Bitcoin realized price: Majority of BTC holders now in the red
BTC holders stand to realize losses if cashing out, though investors may see opportunity
- Bitcoin realized value: Latest news
- Comparing Ether’s realized value
- What will happen next?
- Realized value explained
- MVRV ratio explained
Bitcoin realized value: Latest news
A wide gulf has formed between the realized capitalisation (RC) of Bitcoin and its market capitalisation (MC) – $63bn, to be precise. At the time of writing being 20 June 10:00 BST (UTC +1), RC stands at $432bn against an MC of $391bn, giving a market value to realized value (MVRV) ratio of 0.9. In plain speaking, the majority of Bitcoin holders are in the red and will realize losses if they cash out right at this point.
This negative MVRV trend began following the swift reversal of Bitcoin’s all-time high (ATH) in November 2021, as shown in the above Bitcoin realized price chart. The positive MVRV ratio preceding Bitcoin’s ATH – which almost touched the $69,000 mark on 10 November – saw exceedingly healthy numbers as high as 2.2 in August, when the majority of BTC holders could have netted substantial profits from an overvalued coin.
Following the extended bear market, Bitcoin’s market value (MV) finally dipped below its realized value (RV) on a per-coin basis. In other words, the average value of all holders’ BTC exceeded what it was trading for on the exchanges, meaning losses should they want to cash out.
Few who have kept up with the news will be surprised at this, but at the very least it brings the message home that Bitcoin is officially in a bear cycle. If the cryptocurrency’s RV continues to trend above MV, holders could either cut their Bitcoin losses and cash out, or hold until conditions improve. The former could send BTC’s price dropping even further.
Comparing Ether’s realized value
Ether remains in an even more undervalued position than Bitcoin, with an MVRV of 0.78, as shown in the below chart. Generally speaking, the market trends in the altcoin space, of which Ether is the reference coin, move exponentially against Bitcoin’s performance.
Further downward pressure on Ether’s price could be expected should investors continue to cut their losses and exit their positions.
What will happen next?
Given Bitcoin’s undervalued positions, new investors might see it as an opportunity to buy in. A critical mass of new buyers could push BTC into a bullish reversal, hopefully bringing the MVRV into a positive position once again.
It all depends where the bottom of the pit is. Analysis by Currency.com suggests that the bulls are mounting a resistance at the $20,000 line. A successful defence could indicate an end to selling pressure, although there is a strong chance that the $20,000 defence cannot be held.
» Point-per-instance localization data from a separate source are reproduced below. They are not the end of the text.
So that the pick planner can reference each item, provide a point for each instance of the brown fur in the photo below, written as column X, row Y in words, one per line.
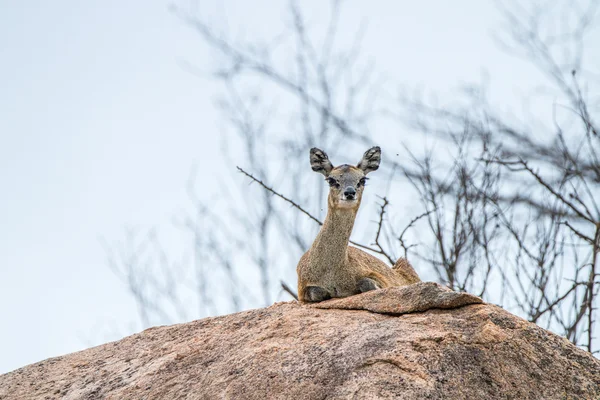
column 330, row 263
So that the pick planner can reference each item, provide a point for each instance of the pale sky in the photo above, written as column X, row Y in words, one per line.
column 100, row 125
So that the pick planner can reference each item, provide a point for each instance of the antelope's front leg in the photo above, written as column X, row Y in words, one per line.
column 366, row 285
column 316, row 293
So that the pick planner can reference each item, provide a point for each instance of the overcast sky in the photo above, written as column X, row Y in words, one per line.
column 100, row 125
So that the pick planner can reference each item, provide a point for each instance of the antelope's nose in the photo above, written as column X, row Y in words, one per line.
column 349, row 193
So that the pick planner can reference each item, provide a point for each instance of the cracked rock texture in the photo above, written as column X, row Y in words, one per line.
column 416, row 342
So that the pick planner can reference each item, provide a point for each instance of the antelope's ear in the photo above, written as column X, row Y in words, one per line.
column 371, row 159
column 319, row 161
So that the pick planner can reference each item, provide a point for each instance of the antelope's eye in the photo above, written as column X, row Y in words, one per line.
column 333, row 182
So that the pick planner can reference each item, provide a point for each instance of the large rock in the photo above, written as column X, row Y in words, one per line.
column 453, row 348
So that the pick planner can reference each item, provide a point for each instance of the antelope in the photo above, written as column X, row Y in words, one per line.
column 331, row 268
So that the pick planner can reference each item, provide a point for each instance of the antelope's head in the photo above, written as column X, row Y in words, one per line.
column 346, row 182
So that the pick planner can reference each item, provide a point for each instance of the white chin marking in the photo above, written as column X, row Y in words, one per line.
column 347, row 203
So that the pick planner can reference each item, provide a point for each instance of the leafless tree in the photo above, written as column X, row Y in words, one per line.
column 510, row 212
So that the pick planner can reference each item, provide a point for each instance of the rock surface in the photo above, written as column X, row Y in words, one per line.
column 452, row 348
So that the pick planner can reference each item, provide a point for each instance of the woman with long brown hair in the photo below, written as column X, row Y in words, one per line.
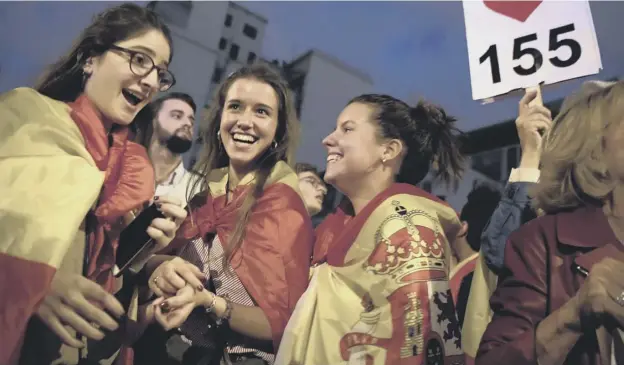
column 72, row 177
column 248, row 230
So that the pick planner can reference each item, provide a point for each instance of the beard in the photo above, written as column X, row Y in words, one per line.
column 178, row 145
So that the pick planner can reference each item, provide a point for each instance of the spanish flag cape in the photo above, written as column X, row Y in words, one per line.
column 380, row 294
column 58, row 166
column 273, row 261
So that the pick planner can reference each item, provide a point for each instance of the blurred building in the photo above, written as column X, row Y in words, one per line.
column 322, row 86
column 492, row 152
column 210, row 39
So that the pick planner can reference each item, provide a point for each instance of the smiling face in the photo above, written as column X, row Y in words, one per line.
column 248, row 122
column 353, row 148
column 117, row 92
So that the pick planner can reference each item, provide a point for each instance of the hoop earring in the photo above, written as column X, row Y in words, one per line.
column 85, row 77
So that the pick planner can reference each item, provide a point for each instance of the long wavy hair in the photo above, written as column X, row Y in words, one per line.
column 64, row 80
column 574, row 171
column 213, row 155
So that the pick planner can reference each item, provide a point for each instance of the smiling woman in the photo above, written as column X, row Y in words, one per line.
column 250, row 232
column 75, row 178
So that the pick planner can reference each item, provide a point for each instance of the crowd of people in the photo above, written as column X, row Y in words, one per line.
column 238, row 273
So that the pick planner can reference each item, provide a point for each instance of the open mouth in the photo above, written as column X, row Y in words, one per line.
column 132, row 97
column 333, row 157
column 244, row 138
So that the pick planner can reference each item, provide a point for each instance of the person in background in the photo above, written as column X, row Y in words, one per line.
column 74, row 178
column 560, row 297
column 313, row 189
column 379, row 289
column 513, row 210
column 166, row 131
column 248, row 230
column 482, row 201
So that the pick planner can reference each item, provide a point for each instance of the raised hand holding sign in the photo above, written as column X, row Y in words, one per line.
column 519, row 44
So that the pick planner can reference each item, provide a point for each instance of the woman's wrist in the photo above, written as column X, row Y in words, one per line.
column 214, row 304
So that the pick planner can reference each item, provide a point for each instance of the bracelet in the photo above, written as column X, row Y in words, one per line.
column 227, row 314
column 211, row 307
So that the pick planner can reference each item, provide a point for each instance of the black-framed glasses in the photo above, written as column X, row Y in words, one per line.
column 142, row 65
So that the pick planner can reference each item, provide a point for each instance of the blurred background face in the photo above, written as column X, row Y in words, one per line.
column 173, row 125
column 249, row 121
column 353, row 148
column 116, row 91
column 313, row 191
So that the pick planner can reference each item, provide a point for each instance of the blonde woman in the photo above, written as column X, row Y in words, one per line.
column 560, row 297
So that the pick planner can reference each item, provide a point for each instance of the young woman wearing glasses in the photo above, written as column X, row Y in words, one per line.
column 73, row 178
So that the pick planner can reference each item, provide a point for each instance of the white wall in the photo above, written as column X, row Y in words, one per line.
column 234, row 33
column 327, row 89
column 192, row 67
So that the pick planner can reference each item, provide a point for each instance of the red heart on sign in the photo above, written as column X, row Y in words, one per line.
column 519, row 10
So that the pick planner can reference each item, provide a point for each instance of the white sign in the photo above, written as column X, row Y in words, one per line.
column 519, row 44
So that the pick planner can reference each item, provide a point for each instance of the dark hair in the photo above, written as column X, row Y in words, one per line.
column 144, row 121
column 302, row 167
column 213, row 155
column 482, row 201
column 428, row 133
column 63, row 81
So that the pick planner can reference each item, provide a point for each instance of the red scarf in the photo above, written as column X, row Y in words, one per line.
column 273, row 261
column 128, row 185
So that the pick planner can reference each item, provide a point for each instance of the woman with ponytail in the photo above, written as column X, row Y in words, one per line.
column 379, row 291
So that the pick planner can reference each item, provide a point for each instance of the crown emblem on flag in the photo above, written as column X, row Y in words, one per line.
column 409, row 243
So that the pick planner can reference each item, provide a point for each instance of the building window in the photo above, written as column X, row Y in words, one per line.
column 251, row 57
column 173, row 12
column 234, row 52
column 427, row 186
column 250, row 31
column 216, row 75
Currency.com will continue to provide up-to-date analysis on the Bitcoin realized price as the market progresses.
Realized value explained
Realized value (RV) is a variant of market value (MV) that is used to determine the true on-chain value of a digital asset. Whereas MV simply multiplies the total number of circulating coins with the latest exchange price, RV brings some variables into the mix.
Instead of the most recent exchange price, RV values each coin from the last time it was transacted, thus giving a more accurate picture of the actual value stored on the blockchain among holders.
For example, John buys $10 of BTC in November 2021. By June 2022, BTC’s value falls by 70%. Technically speaking, John’s BTC that he bought in November now has an MV of $3. However, the RV of that same BTC remains at $10. John then decides to sell this BTC for $3. Now that it has changed hands again, the RV is revalued at $3.
Applying this equation to all accounts on the blockchain allows us to assess whether a cryptocurrency is overvalued or undervalued. In the above example, RV will be reduced as the weight of that initial $10 BTC holding is recalibrated. The reverse occurs when a holder sells their BTC for a higher price than the initial purchase price.
In a healthy bull market, RV should not be more than MV (as is currently the case with Bitcoin and Ether) since it shows that the majority of holders will be unable to sell at a profit.
MVRV ratio explained
The MVRV ratio is a simple equation used to determine how much a coin is overvalued or undervalued. This is expressed as:
MVRV = realized capitalisation divided by market capitalisation
An MVRV below 1.0, as is now the case with Bitcoin and Ether, is bad news, suggesting that assets are being held at a loss. However, investors may also use a <1.0 MVRV as a potential entry signal, thus creating buy pressure that will hopefully drive up value.
While an MVRV ratio of >2.0 suggests that assets are being held at a profit, a higher ratio could be a warning sign that sell pressure is looming as investors cash out for profit, potentially driving the asset’s value down again. Smart investors can use the MVRV ratio to assess entry and exit points for their trading strategy.
The MVRV ratio was created in 2018 by Murad Mahmudov and David Puell as a way to “eliminate some of the lost, unused, unclaimed coins from our total value calculations”.
What is market value to realized value?
Whereas market value simply multiplies Bitcoin’s (or another cryptocurrency’s) circulating volume with the latest exchange price, realized value assesses the value of each Bitcoin at the point of last transaction. Realized value helps to determine to what extent Bitcoin is overvalued or undervalued.
What is Bitcoin realized price?
A realized price is the average value of all Bitcoins (or another cryptocurrency) at the time of purchase, as opposed to the market price at a given point in time. If the realized price is higher than the market price, on-chain assets are being held at a loss, suggesting a bear market.
What is the MVRV ratio?
The MVRV ratio is used to calculate how much Bitcoin (or another cryptocurrency) is overvalued or undervalued. This can be expressed as: MVRV = realized capitalisation divided by market capitalisation. An MVRV ratio below 1.0 is a bearish sign, while anything greater than 2.0 suggests a healthy position, although the higher the ratio goes, the higher the likelihood of an impending sell-off as investors take profit.
How many Bitcoin holders are there?
There are over 83 million wallets holding Bitcoin. The precise number fluctuates daily.
What companies are the largest bitcoin holders?
Following an extensive buying spree at the behest of chief executive officer Michael Saylor, MicroStrategy became the largest publicly-traded holder of BTC, surpassing Tesla.